GPU resource management and multi-node training infrastructure.

Implements the GPU sharing spec across three phases:

§Phase 1: VRAM Guard + Sequential Queue

  • Ledger: flock-based VRAM reservation with lease expiry (GPU-SHARE-001)
  • Guard: Pre-allocation VRAM check + post-init tracking (GPU-SHARE-002)
  • Wait: Polling wait queue with timeout (GPU-SHARE-003)
  • Profiler: Brick-phase profiler for GPU sharing ops (GPU-SHARE-005)
  • MPS: Experimental CUDA MPS support (opt-in, §1.5)
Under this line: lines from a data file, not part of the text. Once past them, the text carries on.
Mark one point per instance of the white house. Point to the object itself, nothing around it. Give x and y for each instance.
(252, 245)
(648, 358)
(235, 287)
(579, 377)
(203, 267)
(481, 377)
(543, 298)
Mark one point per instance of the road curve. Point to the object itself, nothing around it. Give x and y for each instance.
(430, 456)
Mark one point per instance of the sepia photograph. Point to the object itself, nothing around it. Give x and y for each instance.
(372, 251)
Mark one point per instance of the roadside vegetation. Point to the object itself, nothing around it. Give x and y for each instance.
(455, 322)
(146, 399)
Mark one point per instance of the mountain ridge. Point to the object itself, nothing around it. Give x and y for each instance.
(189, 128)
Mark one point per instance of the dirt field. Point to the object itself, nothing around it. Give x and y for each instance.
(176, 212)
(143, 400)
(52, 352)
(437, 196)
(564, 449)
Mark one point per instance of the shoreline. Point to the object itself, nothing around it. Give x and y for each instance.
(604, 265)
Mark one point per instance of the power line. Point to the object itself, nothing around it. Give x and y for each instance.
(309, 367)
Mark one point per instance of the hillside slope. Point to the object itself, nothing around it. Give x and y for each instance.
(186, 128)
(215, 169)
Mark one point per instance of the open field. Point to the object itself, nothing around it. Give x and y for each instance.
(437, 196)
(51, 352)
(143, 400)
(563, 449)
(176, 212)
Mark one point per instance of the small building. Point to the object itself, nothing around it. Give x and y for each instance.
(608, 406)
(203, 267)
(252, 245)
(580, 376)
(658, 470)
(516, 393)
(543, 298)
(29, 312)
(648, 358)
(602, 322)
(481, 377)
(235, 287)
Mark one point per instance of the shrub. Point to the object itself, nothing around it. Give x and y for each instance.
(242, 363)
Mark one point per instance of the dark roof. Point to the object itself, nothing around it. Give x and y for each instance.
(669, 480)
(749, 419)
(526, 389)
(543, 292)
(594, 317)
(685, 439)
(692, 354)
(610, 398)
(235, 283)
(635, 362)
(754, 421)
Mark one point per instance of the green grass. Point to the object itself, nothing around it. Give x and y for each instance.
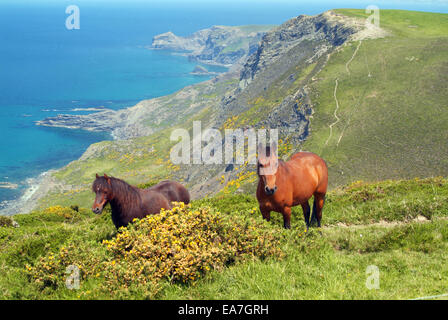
(364, 224)
(392, 123)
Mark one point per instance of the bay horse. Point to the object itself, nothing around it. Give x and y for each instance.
(283, 185)
(129, 202)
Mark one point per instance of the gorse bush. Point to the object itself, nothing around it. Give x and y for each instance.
(178, 245)
(182, 244)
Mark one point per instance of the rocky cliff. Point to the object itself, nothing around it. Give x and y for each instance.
(270, 90)
(217, 45)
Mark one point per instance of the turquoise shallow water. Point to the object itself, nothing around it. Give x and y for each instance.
(46, 69)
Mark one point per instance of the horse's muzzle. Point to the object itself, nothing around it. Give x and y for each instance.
(270, 191)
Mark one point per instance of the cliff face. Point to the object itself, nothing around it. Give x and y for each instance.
(218, 44)
(326, 31)
(270, 90)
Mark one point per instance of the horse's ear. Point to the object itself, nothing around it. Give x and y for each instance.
(260, 148)
(274, 147)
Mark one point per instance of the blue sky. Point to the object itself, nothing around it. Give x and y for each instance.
(419, 5)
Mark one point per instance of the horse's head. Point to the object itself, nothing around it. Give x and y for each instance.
(267, 167)
(102, 187)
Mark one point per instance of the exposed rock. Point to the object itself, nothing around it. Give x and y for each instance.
(201, 71)
(217, 45)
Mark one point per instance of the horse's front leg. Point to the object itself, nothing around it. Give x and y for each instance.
(306, 214)
(266, 213)
(287, 217)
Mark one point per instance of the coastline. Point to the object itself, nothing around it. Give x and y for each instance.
(37, 188)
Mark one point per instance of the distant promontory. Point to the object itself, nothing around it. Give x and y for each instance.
(222, 45)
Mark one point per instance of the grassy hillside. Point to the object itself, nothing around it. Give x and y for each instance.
(390, 119)
(399, 226)
(386, 100)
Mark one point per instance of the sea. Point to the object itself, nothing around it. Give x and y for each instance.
(47, 69)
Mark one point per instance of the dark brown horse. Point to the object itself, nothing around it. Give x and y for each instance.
(129, 202)
(283, 185)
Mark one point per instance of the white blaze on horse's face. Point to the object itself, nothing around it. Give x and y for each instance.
(267, 168)
(100, 201)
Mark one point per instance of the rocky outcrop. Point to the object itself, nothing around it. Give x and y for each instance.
(324, 31)
(201, 71)
(217, 45)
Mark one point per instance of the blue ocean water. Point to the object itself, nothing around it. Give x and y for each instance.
(46, 69)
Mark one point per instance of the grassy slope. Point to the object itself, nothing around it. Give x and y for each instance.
(410, 255)
(394, 124)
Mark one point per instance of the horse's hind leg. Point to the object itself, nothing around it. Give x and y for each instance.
(318, 205)
(287, 217)
(306, 214)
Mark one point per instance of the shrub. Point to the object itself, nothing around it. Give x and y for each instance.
(6, 221)
(177, 245)
(182, 244)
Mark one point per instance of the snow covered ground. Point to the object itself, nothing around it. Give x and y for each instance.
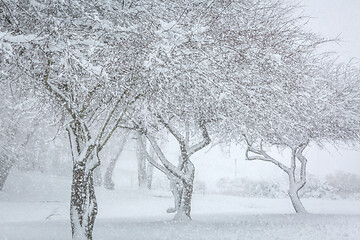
(35, 206)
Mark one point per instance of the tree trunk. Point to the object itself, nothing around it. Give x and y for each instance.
(108, 182)
(294, 197)
(176, 187)
(98, 177)
(141, 158)
(150, 169)
(83, 204)
(5, 166)
(184, 211)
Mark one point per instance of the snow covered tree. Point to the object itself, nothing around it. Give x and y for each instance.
(275, 91)
(81, 59)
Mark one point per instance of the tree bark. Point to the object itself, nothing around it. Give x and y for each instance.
(5, 167)
(83, 204)
(184, 210)
(108, 182)
(294, 197)
(141, 158)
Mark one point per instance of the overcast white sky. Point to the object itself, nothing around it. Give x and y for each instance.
(330, 18)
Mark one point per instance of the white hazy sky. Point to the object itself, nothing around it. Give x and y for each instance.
(330, 18)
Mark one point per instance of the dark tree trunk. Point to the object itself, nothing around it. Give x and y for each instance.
(5, 167)
(141, 158)
(83, 204)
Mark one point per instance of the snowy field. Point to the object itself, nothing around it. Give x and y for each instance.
(35, 206)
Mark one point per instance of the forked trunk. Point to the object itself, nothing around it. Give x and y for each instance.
(184, 210)
(5, 166)
(294, 197)
(83, 205)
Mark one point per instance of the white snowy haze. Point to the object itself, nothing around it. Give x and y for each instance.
(192, 136)
(332, 19)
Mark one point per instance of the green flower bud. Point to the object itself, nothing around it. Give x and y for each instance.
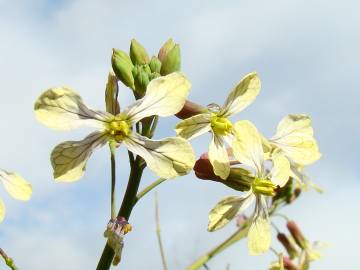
(141, 82)
(155, 64)
(165, 49)
(122, 66)
(138, 53)
(172, 61)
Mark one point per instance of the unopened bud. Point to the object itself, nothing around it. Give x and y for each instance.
(155, 65)
(169, 44)
(290, 247)
(141, 82)
(297, 234)
(122, 66)
(172, 61)
(138, 53)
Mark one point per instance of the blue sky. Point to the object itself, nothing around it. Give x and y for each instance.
(306, 54)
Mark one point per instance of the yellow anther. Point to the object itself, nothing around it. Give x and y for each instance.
(220, 125)
(119, 129)
(264, 187)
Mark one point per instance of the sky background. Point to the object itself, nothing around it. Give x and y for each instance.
(307, 56)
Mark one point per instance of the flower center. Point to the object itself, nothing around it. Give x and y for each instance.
(263, 187)
(119, 129)
(220, 125)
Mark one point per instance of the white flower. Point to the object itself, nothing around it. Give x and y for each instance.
(63, 109)
(215, 120)
(16, 186)
(247, 148)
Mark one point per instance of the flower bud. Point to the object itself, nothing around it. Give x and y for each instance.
(288, 245)
(172, 61)
(141, 82)
(122, 66)
(138, 53)
(296, 234)
(169, 44)
(155, 65)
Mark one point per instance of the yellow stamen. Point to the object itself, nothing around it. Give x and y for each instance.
(119, 128)
(220, 125)
(264, 187)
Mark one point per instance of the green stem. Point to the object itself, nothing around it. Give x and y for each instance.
(238, 235)
(125, 209)
(148, 188)
(158, 233)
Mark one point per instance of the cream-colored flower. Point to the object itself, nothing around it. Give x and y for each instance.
(16, 186)
(215, 119)
(247, 149)
(63, 109)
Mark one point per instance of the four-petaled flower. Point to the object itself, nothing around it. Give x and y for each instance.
(63, 109)
(16, 186)
(248, 150)
(215, 119)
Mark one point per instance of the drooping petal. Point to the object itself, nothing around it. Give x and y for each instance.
(259, 235)
(242, 95)
(295, 137)
(225, 210)
(2, 210)
(194, 126)
(280, 171)
(69, 158)
(62, 109)
(247, 146)
(164, 96)
(15, 185)
(168, 158)
(218, 157)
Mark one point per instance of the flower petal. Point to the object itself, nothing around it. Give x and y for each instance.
(247, 146)
(194, 126)
(295, 137)
(242, 95)
(62, 109)
(280, 171)
(15, 185)
(218, 157)
(2, 210)
(259, 235)
(225, 210)
(168, 158)
(164, 96)
(69, 158)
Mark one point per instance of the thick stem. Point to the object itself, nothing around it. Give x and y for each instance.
(238, 235)
(125, 209)
(148, 188)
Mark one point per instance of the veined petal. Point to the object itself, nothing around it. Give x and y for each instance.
(15, 185)
(247, 146)
(259, 235)
(62, 109)
(295, 137)
(242, 95)
(168, 158)
(2, 210)
(218, 157)
(280, 171)
(164, 96)
(225, 210)
(69, 158)
(194, 126)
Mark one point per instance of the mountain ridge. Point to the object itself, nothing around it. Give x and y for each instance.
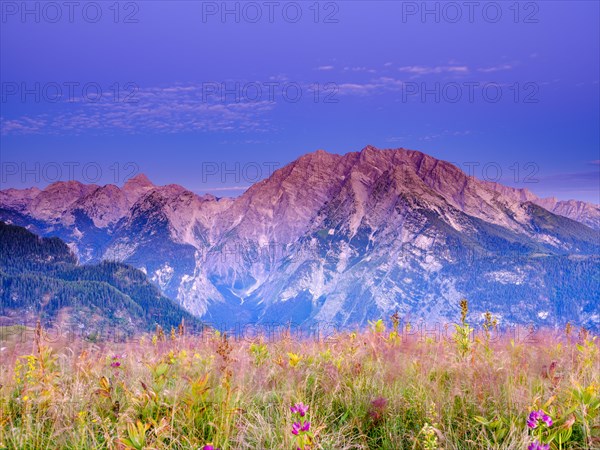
(315, 228)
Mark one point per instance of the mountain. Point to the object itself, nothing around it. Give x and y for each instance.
(338, 240)
(40, 278)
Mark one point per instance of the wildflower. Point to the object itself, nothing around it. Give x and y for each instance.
(377, 409)
(299, 408)
(115, 361)
(535, 417)
(298, 427)
(536, 445)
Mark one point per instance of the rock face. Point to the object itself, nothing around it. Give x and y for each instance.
(339, 239)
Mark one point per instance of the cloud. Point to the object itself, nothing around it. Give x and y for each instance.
(495, 68)
(171, 109)
(426, 70)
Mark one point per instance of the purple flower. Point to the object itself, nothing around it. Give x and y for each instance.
(536, 416)
(547, 419)
(296, 428)
(299, 408)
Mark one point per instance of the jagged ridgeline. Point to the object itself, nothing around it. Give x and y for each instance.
(40, 278)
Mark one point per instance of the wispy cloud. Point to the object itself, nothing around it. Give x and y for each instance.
(496, 68)
(171, 109)
(426, 70)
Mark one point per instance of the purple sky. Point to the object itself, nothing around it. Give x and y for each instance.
(506, 92)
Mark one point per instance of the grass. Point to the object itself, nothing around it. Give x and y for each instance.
(381, 388)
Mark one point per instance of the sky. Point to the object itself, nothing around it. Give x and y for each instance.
(214, 96)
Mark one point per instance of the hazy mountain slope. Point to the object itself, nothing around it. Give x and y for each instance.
(40, 277)
(342, 239)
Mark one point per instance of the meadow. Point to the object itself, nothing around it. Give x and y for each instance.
(391, 386)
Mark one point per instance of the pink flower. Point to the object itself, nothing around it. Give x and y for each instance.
(538, 446)
(298, 427)
(535, 417)
(299, 408)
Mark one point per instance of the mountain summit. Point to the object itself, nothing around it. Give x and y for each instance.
(340, 239)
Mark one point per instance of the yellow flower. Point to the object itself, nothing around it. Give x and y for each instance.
(294, 359)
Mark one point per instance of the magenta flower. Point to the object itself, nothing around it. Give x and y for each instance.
(538, 446)
(115, 361)
(535, 416)
(298, 427)
(299, 408)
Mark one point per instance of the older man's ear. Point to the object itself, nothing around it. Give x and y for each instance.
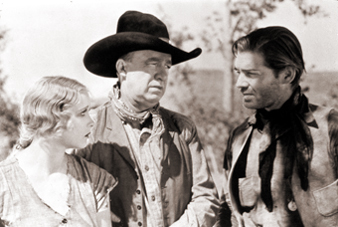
(121, 69)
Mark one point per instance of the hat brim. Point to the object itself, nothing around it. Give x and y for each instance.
(101, 57)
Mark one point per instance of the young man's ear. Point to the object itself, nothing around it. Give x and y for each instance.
(121, 68)
(288, 75)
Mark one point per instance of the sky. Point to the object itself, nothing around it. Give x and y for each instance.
(50, 37)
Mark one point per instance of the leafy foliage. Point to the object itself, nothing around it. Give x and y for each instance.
(9, 113)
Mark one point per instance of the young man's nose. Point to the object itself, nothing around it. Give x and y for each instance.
(241, 81)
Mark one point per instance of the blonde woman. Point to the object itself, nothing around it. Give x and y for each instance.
(40, 184)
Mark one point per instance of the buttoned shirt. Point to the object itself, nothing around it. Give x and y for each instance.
(187, 192)
(147, 155)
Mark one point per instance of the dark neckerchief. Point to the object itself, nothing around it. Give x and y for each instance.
(287, 125)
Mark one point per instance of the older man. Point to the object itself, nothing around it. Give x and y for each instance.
(282, 162)
(155, 153)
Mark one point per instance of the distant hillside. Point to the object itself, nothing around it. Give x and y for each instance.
(321, 88)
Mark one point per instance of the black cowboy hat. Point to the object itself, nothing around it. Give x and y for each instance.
(135, 31)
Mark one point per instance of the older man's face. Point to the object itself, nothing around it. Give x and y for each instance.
(146, 78)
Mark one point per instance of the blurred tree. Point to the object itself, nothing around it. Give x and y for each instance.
(9, 112)
(235, 19)
(189, 93)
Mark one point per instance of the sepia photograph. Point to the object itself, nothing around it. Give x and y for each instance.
(174, 113)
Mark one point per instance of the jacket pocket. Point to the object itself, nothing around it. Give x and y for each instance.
(248, 190)
(327, 199)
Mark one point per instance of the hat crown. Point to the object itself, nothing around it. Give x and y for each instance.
(133, 21)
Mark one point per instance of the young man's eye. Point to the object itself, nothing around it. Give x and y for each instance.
(83, 113)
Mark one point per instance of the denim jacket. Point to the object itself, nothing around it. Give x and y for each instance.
(188, 193)
(318, 205)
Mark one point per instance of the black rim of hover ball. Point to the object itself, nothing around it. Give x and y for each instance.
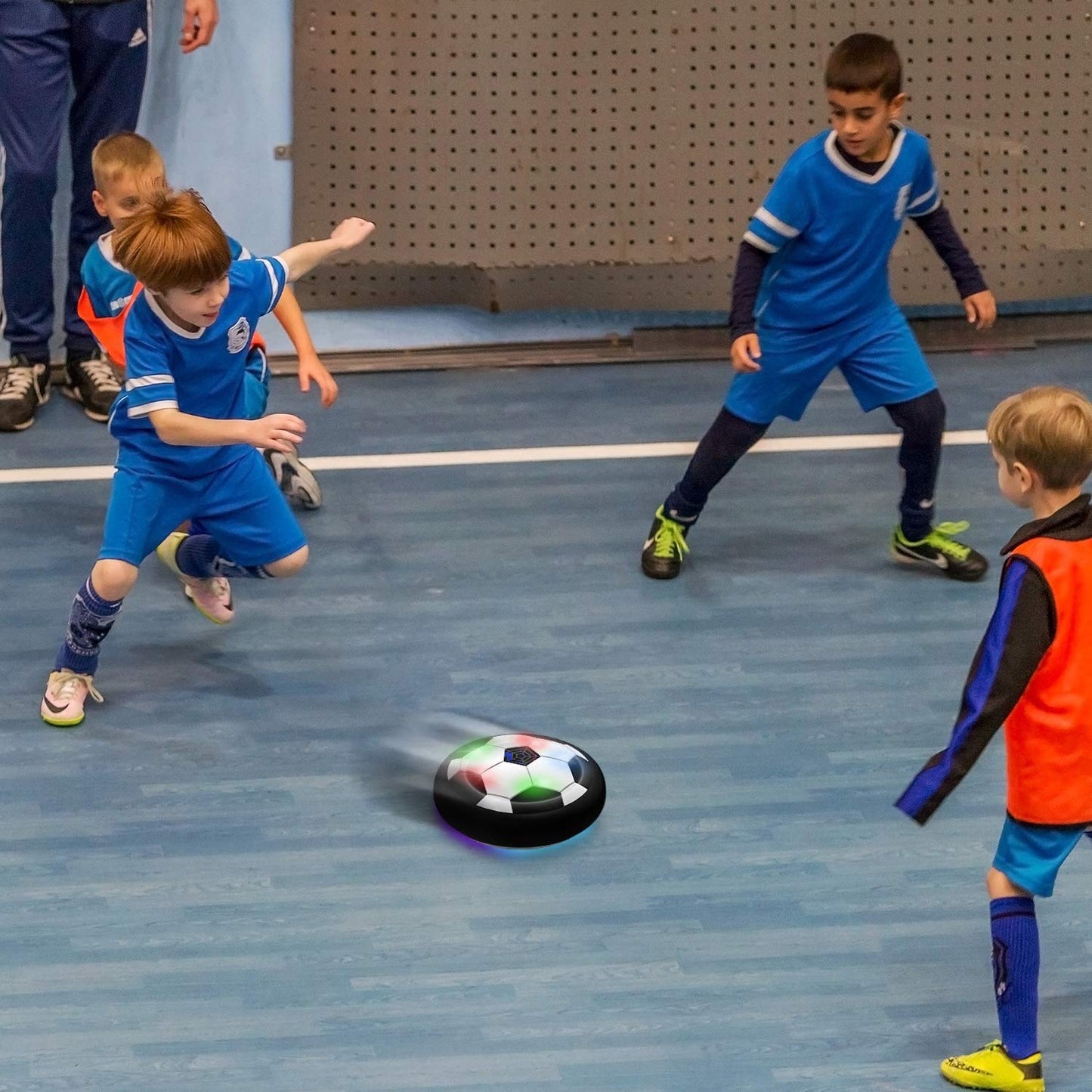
(458, 805)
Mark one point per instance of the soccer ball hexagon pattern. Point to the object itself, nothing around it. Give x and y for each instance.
(519, 790)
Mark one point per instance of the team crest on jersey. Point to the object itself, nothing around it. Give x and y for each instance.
(901, 201)
(238, 336)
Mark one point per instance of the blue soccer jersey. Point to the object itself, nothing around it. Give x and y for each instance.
(199, 373)
(110, 285)
(830, 228)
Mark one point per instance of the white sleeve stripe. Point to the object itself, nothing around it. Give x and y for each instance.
(151, 407)
(275, 289)
(757, 240)
(925, 212)
(779, 225)
(131, 385)
(924, 196)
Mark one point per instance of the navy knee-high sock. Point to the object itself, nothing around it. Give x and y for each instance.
(90, 620)
(728, 441)
(200, 556)
(922, 421)
(1015, 930)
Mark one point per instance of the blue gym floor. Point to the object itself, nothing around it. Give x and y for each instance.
(213, 883)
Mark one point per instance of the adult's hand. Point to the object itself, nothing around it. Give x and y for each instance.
(199, 22)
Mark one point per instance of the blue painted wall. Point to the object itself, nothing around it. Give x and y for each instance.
(218, 114)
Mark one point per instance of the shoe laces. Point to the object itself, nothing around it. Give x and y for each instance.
(942, 539)
(101, 373)
(669, 540)
(17, 382)
(66, 682)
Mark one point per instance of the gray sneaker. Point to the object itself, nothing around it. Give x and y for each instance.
(24, 389)
(93, 382)
(296, 481)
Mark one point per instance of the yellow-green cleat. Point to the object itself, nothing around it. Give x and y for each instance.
(991, 1069)
(940, 549)
(662, 556)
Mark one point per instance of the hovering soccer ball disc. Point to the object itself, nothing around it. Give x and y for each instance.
(518, 790)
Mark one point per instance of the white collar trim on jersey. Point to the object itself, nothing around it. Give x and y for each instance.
(106, 248)
(169, 323)
(861, 176)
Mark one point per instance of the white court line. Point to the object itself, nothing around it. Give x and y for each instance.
(498, 456)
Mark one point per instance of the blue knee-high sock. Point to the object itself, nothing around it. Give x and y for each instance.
(199, 556)
(90, 620)
(1016, 973)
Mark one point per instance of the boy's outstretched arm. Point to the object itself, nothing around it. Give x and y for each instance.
(977, 299)
(279, 432)
(750, 265)
(301, 259)
(291, 316)
(1017, 639)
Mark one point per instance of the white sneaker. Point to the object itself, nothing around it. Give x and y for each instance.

§Phase 2: Multi-Adapter Single-Process

See crate::finetune::multi_adapter_pipeline.

§Phase 3: Multi-Node via Forjar

  • Cluster: Cluster YAML config schema + validation (§3.2)
  • Placement: Greedy job placement with FLOPS scoring (§3.3)
  • Coordinator: Checkpoint polling + leaderboard (§3.4)

Modules§

cluster
Cluster configuration for multi-node GPU training (GPU-SHARE Phase 3, §3.2).
coordinator
Checkpoint coordination for multi-node adapter training (GPU-SHARE Phase 3, §3.4).
error
GPU sharing error types (GPU-SHARE-001/002/003).
guard
VRAM Guard (GPU-SHARE-002).
ledger
VRAM Reservation Ledger (GPU-SHARE-001).
mps
Experimental CUDA MPS (Multi-Process Service) support (GPU-SHARE §1.5).
placement
Job placement algorithm for multi-node adapter training (GPU-SHARE Phase 3, §3.3).
profiler
Brick-phase profiler for GPU sharing operations (GPU-SHARE-005).
wait
Wait-for-VRAM polling queue (GPU-SHARE-003).